Das Schweizer Parlament soll das Thema nächste Woche behandeln, aber es gibt keine Garantie, dass das Abkommen angenommen wird. Denn es verlangt, dass die Regierungen die Opfer auf jeden Fall unterstützen, ob sie Arbeitsgenehmigungen haben oder illegal im Land sind.
Der Satz, der den Opfern physische und psychische Unterstützung, Beratung und Unterkunft zusichert, widerspricht den schweizerischen Einwanderungsgesetzen.
Die Bundesbehörden führten in den vergangenen Jahren eine Reihe von Massnahmen ein, um Asylsuchende und illegale Einwanderer strenger zu beurteilen.
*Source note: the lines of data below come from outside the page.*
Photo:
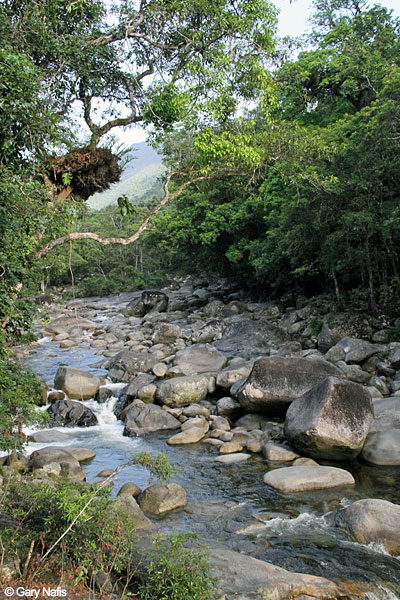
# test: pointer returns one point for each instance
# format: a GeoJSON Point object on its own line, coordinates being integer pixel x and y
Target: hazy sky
{"type": "Point", "coordinates": [293, 16]}
{"type": "Point", "coordinates": [292, 21]}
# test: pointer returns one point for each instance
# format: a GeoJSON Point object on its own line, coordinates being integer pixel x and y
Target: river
{"type": "Point", "coordinates": [223, 499]}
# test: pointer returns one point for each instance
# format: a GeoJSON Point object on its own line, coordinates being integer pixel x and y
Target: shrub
{"type": "Point", "coordinates": [20, 390]}
{"type": "Point", "coordinates": [177, 570]}
{"type": "Point", "coordinates": [45, 511]}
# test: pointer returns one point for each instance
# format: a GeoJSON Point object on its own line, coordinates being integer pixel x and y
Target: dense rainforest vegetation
{"type": "Point", "coordinates": [300, 190]}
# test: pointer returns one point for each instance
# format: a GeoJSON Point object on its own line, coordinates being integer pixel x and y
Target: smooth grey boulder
{"type": "Point", "coordinates": [300, 479]}
{"type": "Point", "coordinates": [70, 413]}
{"type": "Point", "coordinates": [62, 324]}
{"type": "Point", "coordinates": [275, 382]}
{"type": "Point", "coordinates": [162, 498]}
{"type": "Point", "coordinates": [242, 577]}
{"type": "Point", "coordinates": [394, 357]}
{"type": "Point", "coordinates": [382, 448]}
{"type": "Point", "coordinates": [250, 338]}
{"type": "Point", "coordinates": [127, 364]}
{"type": "Point", "coordinates": [200, 358]}
{"type": "Point", "coordinates": [166, 333]}
{"type": "Point", "coordinates": [230, 375]}
{"type": "Point", "coordinates": [126, 507]}
{"type": "Point", "coordinates": [144, 418]}
{"type": "Point", "coordinates": [149, 300]}
{"type": "Point", "coordinates": [48, 436]}
{"type": "Point", "coordinates": [209, 332]}
{"type": "Point", "coordinates": [331, 420]}
{"type": "Point", "coordinates": [182, 391]}
{"type": "Point", "coordinates": [228, 407]}
{"type": "Point", "coordinates": [51, 454]}
{"type": "Point", "coordinates": [372, 520]}
{"type": "Point", "coordinates": [77, 384]}
{"type": "Point", "coordinates": [356, 350]}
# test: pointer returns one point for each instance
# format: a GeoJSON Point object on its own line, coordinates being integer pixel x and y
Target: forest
{"type": "Point", "coordinates": [282, 153]}
{"type": "Point", "coordinates": [281, 176]}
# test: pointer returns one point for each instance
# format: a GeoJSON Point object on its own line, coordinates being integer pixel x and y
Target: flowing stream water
{"type": "Point", "coordinates": [222, 500]}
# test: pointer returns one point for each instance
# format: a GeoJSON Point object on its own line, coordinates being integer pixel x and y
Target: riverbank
{"type": "Point", "coordinates": [226, 502]}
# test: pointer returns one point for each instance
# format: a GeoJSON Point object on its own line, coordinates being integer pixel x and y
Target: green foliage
{"type": "Point", "coordinates": [20, 390]}
{"type": "Point", "coordinates": [44, 511]}
{"type": "Point", "coordinates": [178, 570]}
{"type": "Point", "coordinates": [159, 467]}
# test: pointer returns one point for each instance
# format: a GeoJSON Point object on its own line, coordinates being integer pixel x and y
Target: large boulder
{"type": "Point", "coordinates": [166, 333]}
{"type": "Point", "coordinates": [70, 413]}
{"type": "Point", "coordinates": [200, 358]}
{"type": "Point", "coordinates": [382, 448]}
{"type": "Point", "coordinates": [276, 381]}
{"type": "Point", "coordinates": [63, 324]}
{"type": "Point", "coordinates": [356, 350]}
{"type": "Point", "coordinates": [182, 391]}
{"type": "Point", "coordinates": [127, 364]}
{"type": "Point", "coordinates": [51, 454]}
{"type": "Point", "coordinates": [250, 338]}
{"type": "Point", "coordinates": [144, 418]}
{"type": "Point", "coordinates": [242, 577]}
{"type": "Point", "coordinates": [149, 300]}
{"type": "Point", "coordinates": [331, 420]}
{"type": "Point", "coordinates": [77, 384]}
{"type": "Point", "coordinates": [161, 498]}
{"type": "Point", "coordinates": [232, 374]}
{"type": "Point", "coordinates": [372, 520]}
{"type": "Point", "coordinates": [300, 479]}
{"type": "Point", "coordinates": [209, 332]}
{"type": "Point", "coordinates": [125, 508]}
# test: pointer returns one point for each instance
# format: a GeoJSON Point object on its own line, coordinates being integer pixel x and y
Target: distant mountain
{"type": "Point", "coordinates": [138, 180]}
Dabei lehnen sie es ab, Fälle von Personen zu behandeln, die keine gültigen Identitätspapiere haben.
Vermot-Mangold erläuterte gegenüber swissinfo, die Konvention garantiere den Opfern 30 Tage Zeit, um dem Einfluss der Menschenschmuggler zu entkommen.
Neue Identität
In Fällen, bei denen das Leben bedroht ist oder die wegen der Zusammenarbeit mit den Kriminalbehörden im Land bleiben müssen, sollen erneuerbare Aufenthaltsgenehmigungen und sogar «neue Identitäten» zur Verfügung gestellt werden.
Vermot-Mangold sagte, Länder wie die Schweiz müssten grössere Anstrengungen unternehmen, um durch ihre Botschaften bei den Mädchen und Frauen das Bewusstsein zu stärken, dass sie möglicherweise durch Versprechen von Arbeitsbewilligungen hinters Licht geführt würden.
«In der Schweiz gibt es viele minderjährige Opfer, doch die kamen mit Ausweisen, die besagten, sie seien 18 oder 19 Jahre alt.»
Viele der Frauen, die in Westeuropa ins Sexgeschäft gezwungen werden, sind Ukrainerinnen, Usbekinnen, Moldawierinnen und Rumäninnen. Viele unter ihnen sind zuerst durch so genannte Transit-Länder wie Albanien und die Türkei gekommen.
Vermot-Mangold sagte, dass schnell Massnahmen ergriffen werden müssten, um das wachsende Problem in den Griff zu bekommen.
Swissinfo, Dale Bechtel
(Übertragung aus dem Englischen: Susanne Schanda)
Nur 25 von 46 Mitgliedern des Europarates haben die Konvention der Staaten-Organisation zum Kampf gegen den Menschenhandel unterzeichnet.
Die Schweiz hat das Abkommen nicht unterzeichnet, obwohl der Menschenhandel auch hier gesetzlich strafbar ist.
Die Schweiz hat 2003 eine Koordinationsstelle gegen Menschenhandel und Menschenschmuggel (KSMM) geschaffen, deren Ziel es ist, die UNO-Konvention gegen das transnationale organisierte Verbrechen und die fakultativen Protokolle anzuwenden.
Mit einem Personalbestand von nur 5 Leuten habe die KSMM allerdings nicht genügend Mittel, um effektvoll handeln zu können, meint die Schweizer Parlamentarierin Ruth-Gaby Vermot-Mangold.
Der Menschenhandel betrifft rund 500’000 Personen in Europa, 3000 in der Schweiz, im Wesentlichen Frauen und Kinder.